Red Dead Appreciation, and Hopes for RedemptionS

What I hope is changed:

Plot and character development: It's easy for me to sit on my high horse and tell Rockstar San Diego to write better when the entire industry is still finding its chops in this department. Still, Revolver's limitation was its station-to-station gameplay. To differentiate each challenge, the bosses all had to be weird and interesting physically, if not as characters. Sandbox will only solve part of this. Westerns are all about the showdown, and the best ones, and the best deaths, are when someone's had it coming for a long time. In Revolver, Governor Griffon was not a menacing presence as much as he was the final boss. He wasn't even specifically the guy who killed Red's dad (though he was responsible). In Redemption, whomever the antagonist is - railroad baron, corrupt politician - the bad guys need to be bastards and they need to make life hell. Then I'll relish emptying my Colt into their chests. The description sounds like this is going to be a lot more serious, and less cartoony than Revolver. It sounds promising.
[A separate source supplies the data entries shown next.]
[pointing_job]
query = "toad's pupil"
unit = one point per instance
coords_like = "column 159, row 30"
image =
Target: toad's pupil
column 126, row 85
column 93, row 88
Multiplayer: Revolver's multiplayer was system-only and almost throwaway. So this is going to be relatively easy to fix - start by including the showdown mode online. While it gets repetitive, one of my key disappointments was the inability to draw pistols against my online friends even though this was an "Xbox Live enabled" title (all that meant, of course, was that you could see who was online when you played). Cooperative/competitive multiplayer should just keep it simple: Maybe have the showdown, the ambush mode (one team positioned in wait, the other trying to beat it) and a building-to-building street shootout mode. Skip gimmicky stuff like the "poker with guns" multiplayer. It was confusing, and acquiring cards never superseded the aim of just blowing away the other guy.

Set pieces: Revolver was hellbent for getting you into every western film archetype, sometimes through minigame controls with fixed or limited movement (horseback shootouts, train sequences). These set pieces tipped the game toward a more arcadey feel. Again, the best game is where you truly are inhabiting the persona of your character and the environment where he operates. With the typical western action sequences already done in Revolver, they should be limited in Redemption - or at least used in a more meaningful way.

Oh, one last thing. Though Revolver did feature some weird undeadish characters, no zombie cowboys, please? Thanks.